In one study, the researchers developed machine learning models that predict antibiotic susceptibility patterns using EHR data of 8,342 patient infections from Stanford emergency departments and 15,806 urinary tract infections from Massachusetts General Hospital and Brigham & Women’s Hospital in Boston. The study was published in Communications Medicine, a Nature Portfolio journal. The researchers created AI “antibiograms” using EHR data to predict antibiotic susceptibility, measure the performance of antibiotic selections informed by the antibiograms compared with the selections made by clinicians, and then evaluate the trade-off in performance when fewer broad-spectrum antibiotics were selected across a specific population of patients. They took a cohort of patients from Stanford emergency departments between 2009 and 2019 and then replicated the process on a similar cohort of patients from Massachusetts General Hospital and Brigham & Women’s Hospital in Boston between 2007 and 2017.

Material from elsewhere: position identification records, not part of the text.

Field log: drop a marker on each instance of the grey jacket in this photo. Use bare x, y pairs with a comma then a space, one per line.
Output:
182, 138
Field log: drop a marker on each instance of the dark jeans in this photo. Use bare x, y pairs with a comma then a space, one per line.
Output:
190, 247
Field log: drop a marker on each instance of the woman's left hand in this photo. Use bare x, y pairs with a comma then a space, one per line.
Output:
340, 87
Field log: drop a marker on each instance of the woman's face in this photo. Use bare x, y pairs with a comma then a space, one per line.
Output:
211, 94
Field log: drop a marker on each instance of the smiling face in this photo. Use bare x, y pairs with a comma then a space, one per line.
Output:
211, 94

In both study cohorts, had antibiotics been prescribed based on machine-learning based predictions, just as many patients would have received appropriate treatment while using far less broad-spectrum antibiotics. For example, the personalized antibiogram approach would have allowed 69% of the patients receiving vancomycin + piperacillin/tazobactam to have instead received piperacillin/tazobactam alone while achieving the same coverage of patient infections. Similarly, personalized antibiogram guidance could have resulted in 40% of patients receiving piperacillin/tazobactam to have instead received a much more targeted antibiotic (cefazolin).
On the other hand, Chen explains, the initial human-driven prescriptions were not broad enough, covering the patient’s actual infection only 84% to 88% of the time. The use of personalized antibiogram guidance could have increased that coverage rate to 86% to 90% of the time.

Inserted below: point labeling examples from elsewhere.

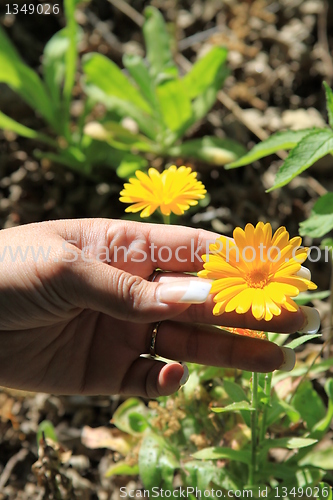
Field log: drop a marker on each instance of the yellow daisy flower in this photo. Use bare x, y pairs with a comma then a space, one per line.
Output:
174, 190
256, 271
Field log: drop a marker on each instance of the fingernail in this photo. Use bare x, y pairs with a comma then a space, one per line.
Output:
289, 359
185, 376
304, 272
311, 320
186, 291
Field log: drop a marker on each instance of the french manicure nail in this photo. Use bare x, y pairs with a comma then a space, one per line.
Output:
185, 292
185, 376
304, 272
289, 359
311, 320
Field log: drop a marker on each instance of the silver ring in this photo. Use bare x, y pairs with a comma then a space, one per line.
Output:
152, 346
154, 276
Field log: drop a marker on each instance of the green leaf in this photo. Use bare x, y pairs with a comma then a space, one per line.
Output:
122, 469
276, 142
122, 415
218, 452
7, 123
137, 422
305, 297
309, 404
15, 73
105, 74
140, 74
149, 455
46, 427
329, 103
242, 405
311, 148
203, 73
320, 221
301, 340
210, 149
174, 104
290, 443
204, 102
321, 458
325, 491
158, 42
123, 108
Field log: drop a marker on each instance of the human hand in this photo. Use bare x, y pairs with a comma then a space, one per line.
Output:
74, 323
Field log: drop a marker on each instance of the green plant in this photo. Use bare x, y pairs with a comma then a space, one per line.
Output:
213, 450
162, 104
51, 98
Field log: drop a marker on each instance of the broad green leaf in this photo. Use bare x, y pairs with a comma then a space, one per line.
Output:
158, 42
203, 73
276, 142
15, 73
121, 417
105, 74
305, 297
319, 458
210, 149
329, 103
7, 123
124, 108
242, 405
311, 148
309, 404
217, 452
320, 221
149, 456
140, 74
301, 340
122, 469
47, 429
174, 104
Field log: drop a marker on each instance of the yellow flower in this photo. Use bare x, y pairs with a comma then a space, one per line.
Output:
174, 190
245, 332
256, 271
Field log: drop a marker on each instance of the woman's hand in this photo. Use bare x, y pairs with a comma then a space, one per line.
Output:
78, 309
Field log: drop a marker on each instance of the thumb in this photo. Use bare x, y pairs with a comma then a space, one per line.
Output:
104, 288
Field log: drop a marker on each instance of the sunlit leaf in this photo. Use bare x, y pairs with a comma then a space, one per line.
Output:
276, 142
218, 452
311, 148
15, 73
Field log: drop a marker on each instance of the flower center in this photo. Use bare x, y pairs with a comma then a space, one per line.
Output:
257, 278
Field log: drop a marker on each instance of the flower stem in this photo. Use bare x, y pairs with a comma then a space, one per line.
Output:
166, 219
267, 391
254, 423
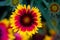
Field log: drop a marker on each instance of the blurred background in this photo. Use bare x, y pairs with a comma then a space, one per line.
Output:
50, 10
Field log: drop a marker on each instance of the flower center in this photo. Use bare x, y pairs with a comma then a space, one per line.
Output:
26, 20
54, 8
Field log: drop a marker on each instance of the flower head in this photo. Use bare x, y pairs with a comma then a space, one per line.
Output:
26, 19
4, 29
54, 7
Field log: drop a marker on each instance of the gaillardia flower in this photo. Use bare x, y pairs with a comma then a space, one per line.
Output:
54, 7
26, 19
16, 36
3, 29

“This precision approach to prescribing brings a win-win result that doesn’t just offer a tradeoff between safety and stewardship, but a means to improve both simultaneously,” Chen said.
Social Disparities in Resistance
Other predictors of antimicrobial resistant are social determinants of health, namely one’s Zip code, education, economic stability, the surrounding environment and access to health care. Using the Area Deprivation Index, which ranks neighborhoods by socioeconomic disadvantages—with a ranking of 100 being the most disadvantaged—Chen found that areas with high ADI are more likely to higher rates of organisms resistant to antibiotics.

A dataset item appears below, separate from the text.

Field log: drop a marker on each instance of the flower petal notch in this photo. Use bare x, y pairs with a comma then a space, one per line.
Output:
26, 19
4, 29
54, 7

In a new study published in the journal of Clinical Infectious Diseases, Chen and his colleagues collected patient bacterial culture results from 2015 to 2020 from EHRs of two large health-care systems within the Dallas-Fort Worth Texas metropolitan area. They used geocoded cultures and linked them to socioeconomic index values. They found significant clusters of AMR organisms in areas with high levels of deprivation, particularly for AmpC—enzymes resistant to penicillin and other antibiotics— and MRSA, a potentially fatal bacteria now resistant to an entire class of antibiotics.
“Interventions that improve socioeconomic factors such as poverty, unemployment, decreased access to healthcare, crowding, and sanitation in these areas of high prevalence may reduce the spread of AMR,” the research team wrote.